2004 Kluge Prize Winner

Paul Ricoeur believed in the duty to explain and to comprehend questions such as: What makes us human? Arguing against both the materialist and the idealist positions, he stressed active creative thought and its roles in memory, narrative, history, law, culture, and belief. In Ricoeur’s own words, his insights had to be “painfully won on the field of battle of a reflection carried to its limits.”

Drawing upon both English-language analytical philosophy and 19th and 20th century European philosophy, Ricoeur pressed for language that illuminated meaning and furthered explanation and understanding. According to Ricoeur, language was crucial—in the narrative of the historian, in the decision of the judge, in the imaginative creations of the great novelists—because human identities are created through language. For Ricoeur, reading and the process of interpretation were always “explicitly or implicitly, self-understanding by means of understanding others.”

Ricoeur was born in 1913 in Valence, a small city south of Lyons. His mother died when he was 7 months old, and his father was killed in 1915 in the Battle of Marne. Ricoeur and his older sister, his only sibling, were raised by paternal grandparents who were strict Protestants. His sister, always in frail health, died in 1932 of tuberculosis at the age of 22. Ricoeur later married Simone Lejas, a close friend of his sister, and they had five children.
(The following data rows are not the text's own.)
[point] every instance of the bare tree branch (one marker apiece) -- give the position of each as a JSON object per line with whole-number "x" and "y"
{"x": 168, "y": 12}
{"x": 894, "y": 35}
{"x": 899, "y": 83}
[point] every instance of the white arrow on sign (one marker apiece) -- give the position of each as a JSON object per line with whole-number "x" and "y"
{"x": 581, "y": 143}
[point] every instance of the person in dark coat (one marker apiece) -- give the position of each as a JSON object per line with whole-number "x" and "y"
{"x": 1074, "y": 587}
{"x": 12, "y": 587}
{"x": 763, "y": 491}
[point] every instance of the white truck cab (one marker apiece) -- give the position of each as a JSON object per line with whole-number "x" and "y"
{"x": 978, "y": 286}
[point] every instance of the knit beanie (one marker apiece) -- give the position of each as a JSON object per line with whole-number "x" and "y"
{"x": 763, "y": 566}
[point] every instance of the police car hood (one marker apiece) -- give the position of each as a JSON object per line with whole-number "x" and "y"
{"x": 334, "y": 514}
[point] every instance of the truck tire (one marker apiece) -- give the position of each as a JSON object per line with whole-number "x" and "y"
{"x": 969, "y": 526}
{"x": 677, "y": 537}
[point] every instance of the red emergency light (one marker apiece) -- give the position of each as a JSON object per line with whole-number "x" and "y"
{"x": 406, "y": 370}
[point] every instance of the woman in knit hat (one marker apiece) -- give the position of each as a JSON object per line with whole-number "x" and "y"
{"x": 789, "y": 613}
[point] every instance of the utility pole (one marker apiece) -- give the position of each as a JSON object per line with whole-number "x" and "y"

Having done obligatory military service in 1935-36, Ricoeur was mobilized in September 1939. The next year he was captured by the Germans and spent the remainder of the war as a prisoner in Pomerania. During these five years he helped create a camp “university” and worked out some of his basic philosophical ideas.

Ricoeur studied philosophy first at the lycée in Rennes with Roland Dalbiez, a neo-Thomist who published on psychoanalysis, and then at the University of Rennes. He received a Licence-ès-Lettres in 1933. In 1934 he enrolled at the Sorbonne to study for the agrégation. Once in Paris he began to attend the Friday gatherings held by the philosopher Gabriel Marcel, who introduced him to the philosopher Edmund Husserl. Having passed the agrégation, Ricoeur became a professor of philosophy at the lycée in Colmar in Alsace. From 1935 to 1940, he began his prolific career as an author, arguing mostly for Christian socialism and pacifism. As the war approached, he became active in the SFIO (Section Française de l’Internationale Ouvrière) and pacifist movements under the influence of André Philip, a Protestant socialist intellectual.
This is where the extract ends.